Ces éditorialistes confondent allègrement le protectionnisme et l’autarcie. Le protectionnisme est un outil de politique économique qui vise à réguler les échanges extérieurs d’un pays qui, le plus souvent, n’est pas ou n’est plus une économie dominante. Au contraire, l’autarcie est la stratégie d’un pays qui se replie sur lui-même afin de préparer la guerre (l’Allemagne nazie, l’Italie fasciste ou le Japon des militaires) ou afin de cultiver une utopie nationaliste et révolutionnaire (la Chine de Mao ou la Corée du Nord). Difficile de confondre la France de la IIIe République ou l’Amérique de F. D Roosevelt avec l’une de ces dictatures.
Faut-il réinventer une France mondialiste et libre-échangiste afin d’affronter les défis du monde de l’après Covid19?
Les néolibéraux persistent et signent. La France doit refuser toute forme de protection et s’inscrire dans une nouvelle mouture de mondialisation libre-échangiste. Ils affirment haut et fort leur foi dans la doxa libre-échangiste et cela même si l’un d’eux. Dans l’Express du 30 avril, Nicolas Baverez reconnaît par exemple que «la France est désormais reléguée en deuxième division, très loin derrière l’Allemagne».
Là encore, les néolibéraux commettent deux erreurs. La première est de croire qu’avec une industrie anémiée et réduite seulement à quelques fleurons (le luxe, l’armement, l’aéronautique et le ferroviaire) la France pourra réussir à l’emporter dans la guerre économique extrêmement brutale qui s’annonce, et dans laquelle les grandes puissances comme les États-Unis, la Chine, la Russie ou l’Inde ont toutes déjà recours au protectionnisme et où les Européens font figure de végétariens plongés dans un monde de carnivores.

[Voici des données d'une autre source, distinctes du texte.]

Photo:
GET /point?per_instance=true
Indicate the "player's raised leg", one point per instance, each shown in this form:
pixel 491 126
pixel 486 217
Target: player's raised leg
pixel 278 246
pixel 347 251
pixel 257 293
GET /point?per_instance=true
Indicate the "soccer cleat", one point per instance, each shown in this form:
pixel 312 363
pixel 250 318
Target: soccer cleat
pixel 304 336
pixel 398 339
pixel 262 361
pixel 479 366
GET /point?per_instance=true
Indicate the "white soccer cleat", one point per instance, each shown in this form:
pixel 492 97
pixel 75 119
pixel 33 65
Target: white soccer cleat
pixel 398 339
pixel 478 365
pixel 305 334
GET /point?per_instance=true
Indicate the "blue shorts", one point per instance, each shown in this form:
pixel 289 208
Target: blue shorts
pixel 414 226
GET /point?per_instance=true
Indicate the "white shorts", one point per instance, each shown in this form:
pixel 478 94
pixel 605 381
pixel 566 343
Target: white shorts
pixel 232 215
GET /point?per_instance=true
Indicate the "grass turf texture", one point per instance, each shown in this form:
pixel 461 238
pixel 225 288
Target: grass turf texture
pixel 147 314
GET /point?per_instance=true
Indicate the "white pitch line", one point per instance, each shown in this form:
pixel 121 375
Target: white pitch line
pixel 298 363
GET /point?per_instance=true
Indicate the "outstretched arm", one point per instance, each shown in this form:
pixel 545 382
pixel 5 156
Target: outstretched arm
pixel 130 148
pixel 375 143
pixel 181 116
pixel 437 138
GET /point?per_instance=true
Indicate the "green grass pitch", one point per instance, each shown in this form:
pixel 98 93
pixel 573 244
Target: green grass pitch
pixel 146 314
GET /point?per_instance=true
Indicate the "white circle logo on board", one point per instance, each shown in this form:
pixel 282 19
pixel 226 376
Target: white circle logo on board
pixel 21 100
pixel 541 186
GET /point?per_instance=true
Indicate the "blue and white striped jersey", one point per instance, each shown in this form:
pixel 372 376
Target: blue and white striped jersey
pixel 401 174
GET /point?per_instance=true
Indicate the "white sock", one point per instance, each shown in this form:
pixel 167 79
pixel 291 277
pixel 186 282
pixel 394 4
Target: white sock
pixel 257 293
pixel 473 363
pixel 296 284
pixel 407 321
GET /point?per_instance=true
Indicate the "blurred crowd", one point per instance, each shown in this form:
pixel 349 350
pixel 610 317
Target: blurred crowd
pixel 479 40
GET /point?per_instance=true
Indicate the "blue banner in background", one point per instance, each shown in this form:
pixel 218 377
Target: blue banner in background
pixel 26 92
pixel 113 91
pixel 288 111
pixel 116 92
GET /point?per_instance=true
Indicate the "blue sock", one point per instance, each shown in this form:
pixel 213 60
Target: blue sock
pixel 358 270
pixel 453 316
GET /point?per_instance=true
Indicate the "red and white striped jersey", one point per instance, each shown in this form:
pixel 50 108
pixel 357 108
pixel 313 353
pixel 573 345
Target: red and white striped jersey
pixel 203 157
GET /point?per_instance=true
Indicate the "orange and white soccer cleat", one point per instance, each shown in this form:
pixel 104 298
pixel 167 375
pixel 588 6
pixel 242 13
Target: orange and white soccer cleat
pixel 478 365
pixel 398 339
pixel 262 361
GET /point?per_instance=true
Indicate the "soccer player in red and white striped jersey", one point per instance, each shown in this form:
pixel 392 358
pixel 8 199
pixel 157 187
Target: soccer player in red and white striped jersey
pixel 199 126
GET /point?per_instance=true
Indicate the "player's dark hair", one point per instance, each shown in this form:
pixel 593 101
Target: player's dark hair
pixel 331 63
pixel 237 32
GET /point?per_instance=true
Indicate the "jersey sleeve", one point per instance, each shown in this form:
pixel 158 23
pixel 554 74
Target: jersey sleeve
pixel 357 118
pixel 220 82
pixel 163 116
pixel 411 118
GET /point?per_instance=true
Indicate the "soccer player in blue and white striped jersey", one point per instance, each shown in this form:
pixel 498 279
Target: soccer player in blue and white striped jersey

Le protectionnisme peut jouer un rôle de stabilisateur de l’activité mais aussi stimuler l’innovation et la croissance.
La deuxième erreur est d’ignorer que le protectionnisme est susceptible de revêtir plusieurs formes. Il peut être de nature défensive lorsqu’il consiste à défendre des secteurs menacés par la concurrence étrangère. Il peut être de nature offensive lorsqu’il cherche à promouvoir la substitution d’importations ou à développer de nouvelles activités. Dans ce second cas de figure, le protectionnisme ne joue pas seulement le rôle d’un stabilisateur de l’activité mais aussi d’un stimulant de l’innovation et de la croissance.
Malgré cela, comptons sur nos pamphlétaires pour continuer à nier l’évidence et à réaffirmer, contre vents et marées, leur foi dans le credo libre-échangiste. Il se pourrait toutefois qu’au lendemain du choc économique que nous venons de subir, les potions concoctées par nos docteurs Diafoirus aient quelque peu perdu de leur charme et de leur prestige d’antan.